When comparing your model's performance against your target metric. Ameisen points out to have reasonable expectations. "The more pleasantly surprised you are by the performance of your model on your test data, the more likely you are to have an error in your pipeline"
Plan for failure
When having reasonable expectations, also think about how you can build your product to handle the cases in which the model fails to make the correct prediction. Jeremy Howard again makes a similar point that if a computer can do 90% of the work and leave the most difficult 10% to humans, that's a really good model! People are discovering this anew with LLMs. One oft-recommended approach is to prompt LLMs to return the answer along with a confidence score. Similar approach here, where if your model provides a lower score, you might not return the prediction, or you might present it in a different way.
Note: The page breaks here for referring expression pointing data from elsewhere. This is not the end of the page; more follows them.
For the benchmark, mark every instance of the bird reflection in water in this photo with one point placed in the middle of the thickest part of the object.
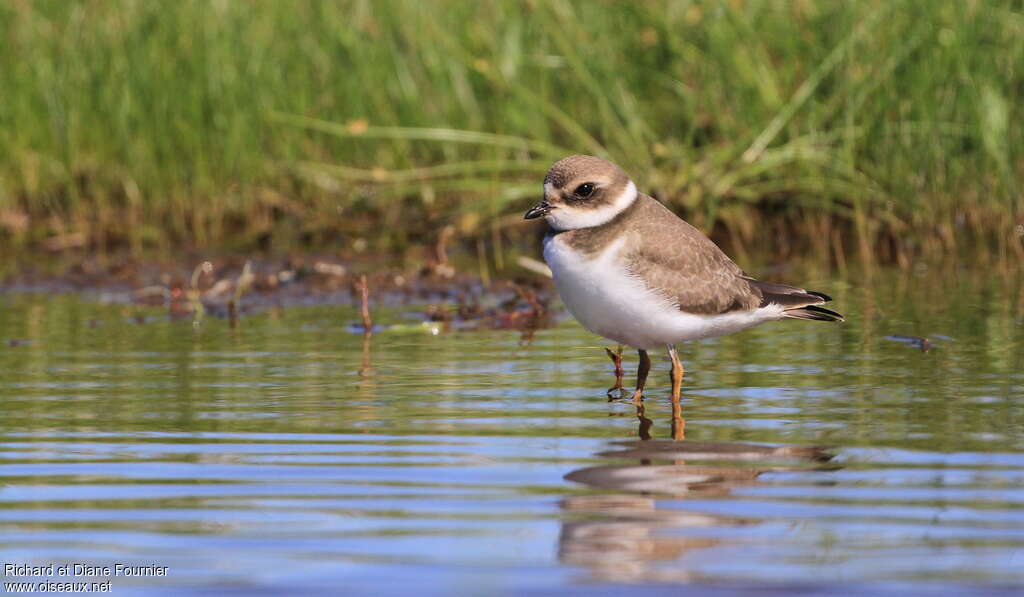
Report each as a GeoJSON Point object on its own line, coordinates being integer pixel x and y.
{"type": "Point", "coordinates": [624, 535]}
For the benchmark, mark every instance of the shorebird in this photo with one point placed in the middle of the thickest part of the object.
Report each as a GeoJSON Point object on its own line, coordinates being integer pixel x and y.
{"type": "Point", "coordinates": [631, 270]}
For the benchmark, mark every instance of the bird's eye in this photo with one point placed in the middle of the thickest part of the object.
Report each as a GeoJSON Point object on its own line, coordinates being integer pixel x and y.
{"type": "Point", "coordinates": [584, 190]}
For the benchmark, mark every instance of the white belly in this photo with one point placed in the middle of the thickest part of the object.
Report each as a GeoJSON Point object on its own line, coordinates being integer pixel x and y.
{"type": "Point", "coordinates": [610, 302]}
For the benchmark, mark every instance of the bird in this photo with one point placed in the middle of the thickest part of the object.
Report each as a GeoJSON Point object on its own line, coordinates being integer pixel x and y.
{"type": "Point", "coordinates": [631, 270]}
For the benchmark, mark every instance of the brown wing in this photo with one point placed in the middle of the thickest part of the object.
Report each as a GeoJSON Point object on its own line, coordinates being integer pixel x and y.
{"type": "Point", "coordinates": [678, 261]}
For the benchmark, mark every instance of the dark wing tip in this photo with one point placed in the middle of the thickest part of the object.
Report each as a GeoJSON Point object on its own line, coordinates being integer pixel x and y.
{"type": "Point", "coordinates": [814, 312]}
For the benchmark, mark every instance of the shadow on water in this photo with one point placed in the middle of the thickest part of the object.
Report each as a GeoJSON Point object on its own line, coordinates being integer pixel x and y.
{"type": "Point", "coordinates": [621, 532]}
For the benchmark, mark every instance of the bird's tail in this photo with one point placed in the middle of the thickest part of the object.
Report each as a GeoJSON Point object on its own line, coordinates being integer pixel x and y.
{"type": "Point", "coordinates": [813, 312]}
{"type": "Point", "coordinates": [796, 302]}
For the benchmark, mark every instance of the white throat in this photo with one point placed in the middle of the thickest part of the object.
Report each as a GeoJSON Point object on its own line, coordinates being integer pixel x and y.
{"type": "Point", "coordinates": [565, 217]}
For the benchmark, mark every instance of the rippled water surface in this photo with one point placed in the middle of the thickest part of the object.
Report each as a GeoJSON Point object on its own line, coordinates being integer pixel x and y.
{"type": "Point", "coordinates": [290, 455]}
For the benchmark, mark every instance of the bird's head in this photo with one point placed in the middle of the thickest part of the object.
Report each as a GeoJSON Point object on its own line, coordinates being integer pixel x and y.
{"type": "Point", "coordinates": [581, 192]}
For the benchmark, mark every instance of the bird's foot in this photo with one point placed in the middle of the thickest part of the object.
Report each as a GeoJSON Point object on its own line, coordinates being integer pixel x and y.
{"type": "Point", "coordinates": [616, 392]}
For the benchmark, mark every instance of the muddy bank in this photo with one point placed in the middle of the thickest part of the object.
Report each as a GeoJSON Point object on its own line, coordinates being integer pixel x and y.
{"type": "Point", "coordinates": [235, 287]}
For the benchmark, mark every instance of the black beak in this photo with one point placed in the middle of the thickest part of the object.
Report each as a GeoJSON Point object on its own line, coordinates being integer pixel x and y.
{"type": "Point", "coordinates": [538, 210]}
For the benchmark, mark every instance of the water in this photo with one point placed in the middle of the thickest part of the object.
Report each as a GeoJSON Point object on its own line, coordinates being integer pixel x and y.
{"type": "Point", "coordinates": [291, 456]}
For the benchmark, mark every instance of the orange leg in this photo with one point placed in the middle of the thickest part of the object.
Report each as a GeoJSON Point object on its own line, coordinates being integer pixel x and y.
{"type": "Point", "coordinates": [642, 370]}
{"type": "Point", "coordinates": [616, 357]}
{"type": "Point", "coordinates": [678, 423]}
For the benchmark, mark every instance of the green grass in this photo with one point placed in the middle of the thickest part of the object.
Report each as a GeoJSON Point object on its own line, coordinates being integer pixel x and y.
{"type": "Point", "coordinates": [889, 126]}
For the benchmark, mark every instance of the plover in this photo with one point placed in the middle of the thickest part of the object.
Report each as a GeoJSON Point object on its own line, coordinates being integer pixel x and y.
{"type": "Point", "coordinates": [631, 270]}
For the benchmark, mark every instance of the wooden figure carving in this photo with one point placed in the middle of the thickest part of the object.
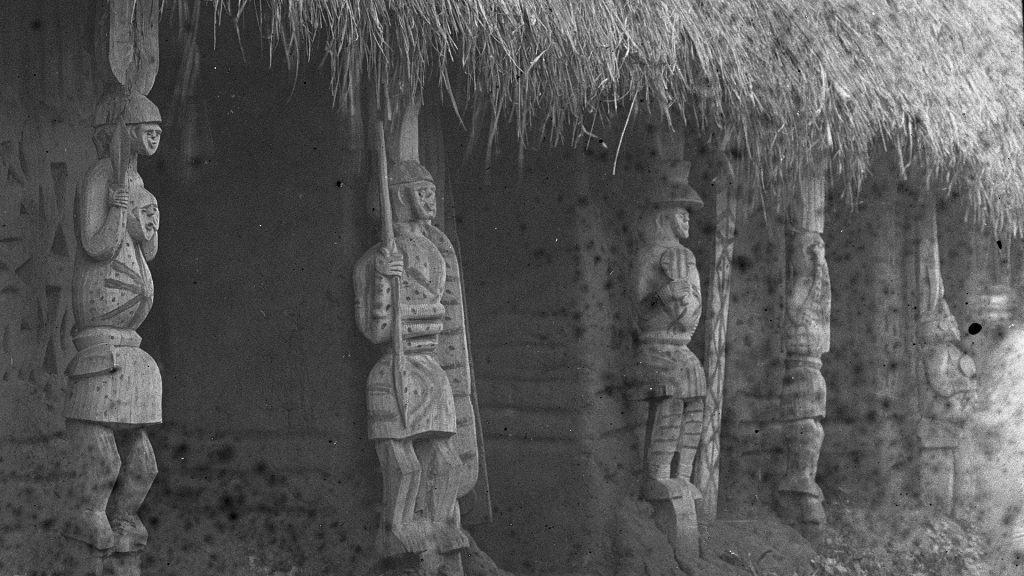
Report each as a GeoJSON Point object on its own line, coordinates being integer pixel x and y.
{"type": "Point", "coordinates": [806, 336]}
{"type": "Point", "coordinates": [948, 394]}
{"type": "Point", "coordinates": [115, 386]}
{"type": "Point", "coordinates": [420, 385]}
{"type": "Point", "coordinates": [668, 375]}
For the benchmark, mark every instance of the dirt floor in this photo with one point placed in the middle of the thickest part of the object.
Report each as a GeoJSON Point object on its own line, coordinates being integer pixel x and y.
{"type": "Point", "coordinates": [890, 541]}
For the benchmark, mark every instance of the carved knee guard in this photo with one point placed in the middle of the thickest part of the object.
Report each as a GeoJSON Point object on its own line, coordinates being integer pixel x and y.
{"type": "Point", "coordinates": [401, 475]}
{"type": "Point", "coordinates": [440, 491]}
{"type": "Point", "coordinates": [138, 469]}
{"type": "Point", "coordinates": [95, 458]}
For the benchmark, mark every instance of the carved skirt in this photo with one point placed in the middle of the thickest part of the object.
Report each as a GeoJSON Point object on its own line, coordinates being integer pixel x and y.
{"type": "Point", "coordinates": [665, 370]}
{"type": "Point", "coordinates": [425, 407]}
{"type": "Point", "coordinates": [128, 393]}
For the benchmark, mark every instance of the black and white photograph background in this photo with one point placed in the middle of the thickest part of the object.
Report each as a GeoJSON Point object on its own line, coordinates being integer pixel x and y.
{"type": "Point", "coordinates": [691, 287]}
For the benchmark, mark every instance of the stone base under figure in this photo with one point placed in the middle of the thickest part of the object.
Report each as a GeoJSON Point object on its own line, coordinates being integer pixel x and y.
{"type": "Point", "coordinates": [115, 468]}
{"type": "Point", "coordinates": [421, 508]}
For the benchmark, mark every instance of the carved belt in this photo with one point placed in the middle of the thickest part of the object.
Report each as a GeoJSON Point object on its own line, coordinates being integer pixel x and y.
{"type": "Point", "coordinates": [91, 336]}
{"type": "Point", "coordinates": [420, 326]}
{"type": "Point", "coordinates": [96, 350]}
{"type": "Point", "coordinates": [665, 337]}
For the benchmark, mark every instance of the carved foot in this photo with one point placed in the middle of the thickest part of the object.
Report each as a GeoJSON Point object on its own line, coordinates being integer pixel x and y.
{"type": "Point", "coordinates": [448, 537]}
{"type": "Point", "coordinates": [441, 564]}
{"type": "Point", "coordinates": [89, 527]}
{"type": "Point", "coordinates": [410, 537]}
{"type": "Point", "coordinates": [130, 534]}
{"type": "Point", "coordinates": [803, 511]}
{"type": "Point", "coordinates": [80, 559]}
{"type": "Point", "coordinates": [665, 488]}
{"type": "Point", "coordinates": [676, 516]}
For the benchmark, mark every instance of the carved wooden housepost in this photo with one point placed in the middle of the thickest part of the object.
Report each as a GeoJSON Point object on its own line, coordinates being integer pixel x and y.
{"type": "Point", "coordinates": [948, 386]}
{"type": "Point", "coordinates": [668, 375]}
{"type": "Point", "coordinates": [420, 396]}
{"type": "Point", "coordinates": [806, 337]}
{"type": "Point", "coordinates": [715, 342]}
{"type": "Point", "coordinates": [115, 388]}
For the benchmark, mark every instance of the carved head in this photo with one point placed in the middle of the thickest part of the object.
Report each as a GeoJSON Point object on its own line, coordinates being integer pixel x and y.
{"type": "Point", "coordinates": [145, 137]}
{"type": "Point", "coordinates": [132, 111]}
{"type": "Point", "coordinates": [667, 215]}
{"type": "Point", "coordinates": [413, 193]}
{"type": "Point", "coordinates": [143, 215]}
{"type": "Point", "coordinates": [665, 222]}
{"type": "Point", "coordinates": [939, 325]}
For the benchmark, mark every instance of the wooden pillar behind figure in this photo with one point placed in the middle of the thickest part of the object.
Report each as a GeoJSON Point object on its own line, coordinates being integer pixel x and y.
{"type": "Point", "coordinates": [806, 337]}
{"type": "Point", "coordinates": [892, 374]}
{"type": "Point", "coordinates": [715, 342]}
{"type": "Point", "coordinates": [947, 388]}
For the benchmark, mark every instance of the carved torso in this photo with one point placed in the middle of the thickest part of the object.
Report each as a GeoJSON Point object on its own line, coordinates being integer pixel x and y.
{"type": "Point", "coordinates": [422, 405]}
{"type": "Point", "coordinates": [113, 284]}
{"type": "Point", "coordinates": [113, 380]}
{"type": "Point", "coordinates": [667, 296]}
{"type": "Point", "coordinates": [667, 290]}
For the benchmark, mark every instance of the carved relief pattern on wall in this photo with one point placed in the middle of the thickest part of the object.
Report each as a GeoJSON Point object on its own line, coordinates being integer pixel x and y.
{"type": "Point", "coordinates": [36, 264]}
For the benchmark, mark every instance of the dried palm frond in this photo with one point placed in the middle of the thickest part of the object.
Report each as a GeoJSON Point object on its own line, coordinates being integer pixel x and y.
{"type": "Point", "coordinates": [799, 82]}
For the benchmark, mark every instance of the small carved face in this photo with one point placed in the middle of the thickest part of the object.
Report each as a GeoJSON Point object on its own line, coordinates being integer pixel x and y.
{"type": "Point", "coordinates": [143, 220]}
{"type": "Point", "coordinates": [146, 138]}
{"type": "Point", "coordinates": [681, 222]}
{"type": "Point", "coordinates": [422, 198]}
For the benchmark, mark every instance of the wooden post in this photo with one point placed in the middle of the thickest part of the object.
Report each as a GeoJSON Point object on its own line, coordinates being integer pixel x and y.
{"type": "Point", "coordinates": [948, 386]}
{"type": "Point", "coordinates": [716, 327]}
{"type": "Point", "coordinates": [806, 336]}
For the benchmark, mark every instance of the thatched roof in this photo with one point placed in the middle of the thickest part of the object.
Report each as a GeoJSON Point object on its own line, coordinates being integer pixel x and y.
{"type": "Point", "coordinates": [939, 81]}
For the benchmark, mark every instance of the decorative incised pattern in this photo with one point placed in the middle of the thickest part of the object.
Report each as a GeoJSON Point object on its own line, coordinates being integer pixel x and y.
{"type": "Point", "coordinates": [36, 264]}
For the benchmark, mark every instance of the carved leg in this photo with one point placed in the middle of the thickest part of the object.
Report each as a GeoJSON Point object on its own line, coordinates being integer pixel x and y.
{"type": "Point", "coordinates": [137, 472]}
{"type": "Point", "coordinates": [94, 454]}
{"type": "Point", "coordinates": [664, 425]}
{"type": "Point", "coordinates": [800, 497]}
{"type": "Point", "coordinates": [439, 492]}
{"type": "Point", "coordinates": [689, 441]}
{"type": "Point", "coordinates": [401, 474]}
{"type": "Point", "coordinates": [672, 496]}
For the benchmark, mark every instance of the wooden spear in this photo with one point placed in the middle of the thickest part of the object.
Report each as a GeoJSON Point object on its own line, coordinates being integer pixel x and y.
{"type": "Point", "coordinates": [387, 234]}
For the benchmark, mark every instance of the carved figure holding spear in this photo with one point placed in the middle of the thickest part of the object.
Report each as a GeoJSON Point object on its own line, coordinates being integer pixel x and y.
{"type": "Point", "coordinates": [399, 284]}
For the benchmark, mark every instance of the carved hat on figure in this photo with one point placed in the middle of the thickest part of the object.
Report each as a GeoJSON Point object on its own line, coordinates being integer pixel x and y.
{"type": "Point", "coordinates": [401, 172]}
{"type": "Point", "coordinates": [673, 189]}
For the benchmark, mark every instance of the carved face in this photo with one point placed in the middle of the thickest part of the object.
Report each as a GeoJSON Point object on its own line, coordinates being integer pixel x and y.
{"type": "Point", "coordinates": [145, 138]}
{"type": "Point", "coordinates": [143, 218]}
{"type": "Point", "coordinates": [422, 200]}
{"type": "Point", "coordinates": [681, 222]}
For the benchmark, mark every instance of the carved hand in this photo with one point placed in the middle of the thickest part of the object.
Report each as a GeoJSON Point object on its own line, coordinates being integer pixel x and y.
{"type": "Point", "coordinates": [389, 262]}
{"type": "Point", "coordinates": [118, 197]}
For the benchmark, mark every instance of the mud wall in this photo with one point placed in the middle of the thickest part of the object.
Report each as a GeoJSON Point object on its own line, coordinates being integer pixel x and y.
{"type": "Point", "coordinates": [46, 103]}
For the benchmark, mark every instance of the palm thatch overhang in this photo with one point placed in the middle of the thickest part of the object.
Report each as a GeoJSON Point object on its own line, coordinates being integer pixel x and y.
{"type": "Point", "coordinates": [798, 82]}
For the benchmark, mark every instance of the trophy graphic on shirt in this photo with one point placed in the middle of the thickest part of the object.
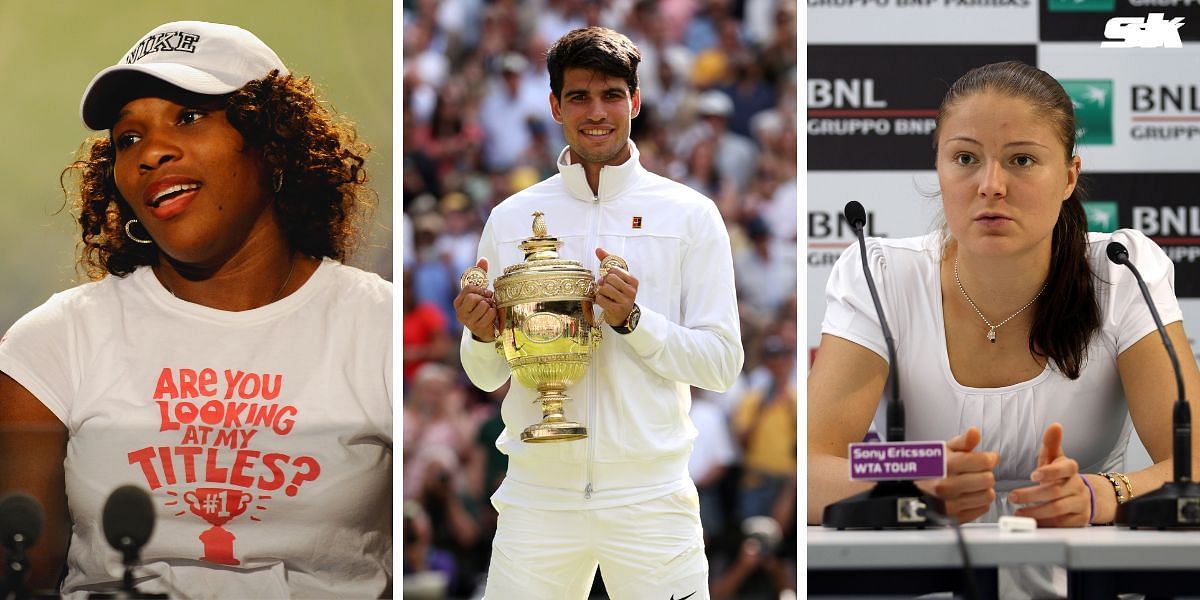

Let's take search results. There's already a bit of a built-in safeguard, because results with a higher similarity score will (generally) rank higher than results without. When you introduce sorts on an attribute (like price high to low) or when there are few results to show at all, ranking by similarity score no longer protects. Instead, you ramp up the minimum score needed for a result to display, because the cost of a low-score result is now higher.
Ameisen also talks about a lot of other checks that are important, such as making sure that the data that goes into the model is within a valid range (no one is 125 years old) or having a filtering model that identifies where a model is likely to fail. The most important consideration, though, is still to identify the cost of having a failure and designing your way around it.
In an LLM world, Building Machine Learning Powered Applications is due for a refresh, but it's still a useful book. As always, the fundamentals of product building still hold true: build something people want, don't build more than you have to, and account for what can go wrong.